With single overhead camshaft and four valves in every cylinder, the advanced plant displaces 3.7 liters now and employs Honda's remarkable VTEC (variable value timing and lift electronic control) valvetrain to precisely manage engine breathing and combustion in order to maximize horsepower and disperse the torque across a broad band.
Engine refinements for 2007 include a larger bore, longer stroke and higher compression (11:1). It delivers 300 hp at 6000 rpm (a boost of 47 hp from the previous 3.5-liter plant) with 275 lb-ft of torque at 5000 rpm. The smart SH-AWD system aboard MDX can disburse the engine's torque not only to wheels fore and aft but the left or right ones too. It's always engaged and enables the vehicle to maneuver on wet or dry pavement with uncanny agility.
The device goes further than AWD controls employed by other vehicles because it can automatically increase the rotation speed of an outboard rear wheel during quick and hard cornering maneuvers. Boosting the rear wheel's rotation speed ends up decreasing the cornering load on the car's front wheels, which thwarts the tendency of an AWD system to understeer and ultimately enhances total tire grip through a turn.
The expanded structure of MDX creates an expanded passenger compartment comprising 142.2 cubic feet. All cabin decor is new, including a sculpted dashboard housing an optional navigation screen front and center. Two bucket seats covered in leather occupy the front row of the cabin on either side of a floor console.
Two leather buckets also go to the second row, or there's the option of a three-seat bench. Third-row seats split 50/50 are also included. Second-row seats drop forward and third-row seatbacks fold into the floor for a quick and relatively effortless disappearing act to make room for more cargo.
With all second and third seatbacks down, the vehicle ends up with a flat-floored cargo area that adds up to 83.5 cubic feet of storage space. Passive safety systems are aboard including frontal and seat-mounted side-impact air bags for front seats and curtain-style air bags above outboard seats in all rows.
Acura loads the MDX with a long list of standard features for a MSRP of $39,995.
MDX with a Technology package ($43,495) stocks a navigation system with voice-activated commands, a rearview camera, AcuraLink satellite communications and a 410-watt Acura/ELS sound system with 6-disc CD/DVD-Audio changer.

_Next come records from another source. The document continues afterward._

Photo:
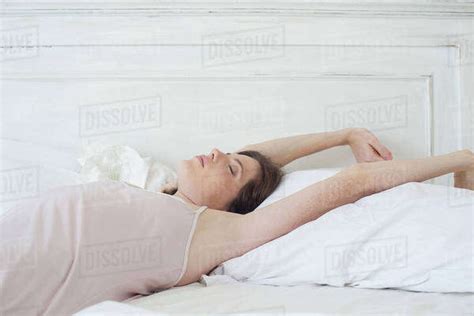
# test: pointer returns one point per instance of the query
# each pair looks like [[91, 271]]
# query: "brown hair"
[[254, 192], [257, 190]]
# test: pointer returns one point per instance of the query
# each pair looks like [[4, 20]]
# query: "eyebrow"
[[240, 164]]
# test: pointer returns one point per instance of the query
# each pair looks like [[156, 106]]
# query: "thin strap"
[[188, 244], [199, 210]]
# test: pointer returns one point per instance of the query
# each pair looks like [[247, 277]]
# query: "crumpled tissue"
[[123, 163]]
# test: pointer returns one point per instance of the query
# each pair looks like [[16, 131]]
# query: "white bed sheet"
[[237, 297]]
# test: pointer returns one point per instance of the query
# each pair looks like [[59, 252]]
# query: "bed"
[[330, 60], [229, 297]]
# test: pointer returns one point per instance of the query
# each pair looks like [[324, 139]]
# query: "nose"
[[215, 154]]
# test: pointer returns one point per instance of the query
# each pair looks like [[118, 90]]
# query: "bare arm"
[[348, 186], [282, 151], [221, 235]]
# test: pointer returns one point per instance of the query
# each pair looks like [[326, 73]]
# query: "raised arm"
[[348, 186], [221, 235], [365, 146]]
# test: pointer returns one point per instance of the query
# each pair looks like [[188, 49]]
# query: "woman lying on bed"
[[80, 245]]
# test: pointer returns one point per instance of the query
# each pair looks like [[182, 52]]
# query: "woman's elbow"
[[360, 178]]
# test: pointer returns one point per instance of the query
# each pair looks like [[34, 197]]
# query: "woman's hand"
[[366, 147]]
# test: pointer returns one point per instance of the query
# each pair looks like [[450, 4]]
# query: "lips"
[[200, 160]]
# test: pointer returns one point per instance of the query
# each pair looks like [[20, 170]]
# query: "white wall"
[[208, 74]]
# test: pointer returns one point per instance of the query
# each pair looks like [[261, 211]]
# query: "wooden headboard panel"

MDX with the Sport package ($45,595) gets gear of the Technology package plus auto-leveling headlamps, active-damping magnetic shock absorbers, perforated leather on seats and metallic trim in the cabin.
MDX with the Entertainment package for $2,200 more on the Technology or Sport package brings a DVD 9-inch video screen, heated seats on the second row, a 110-volt AC power outlet in the front console and power to move the tailgate.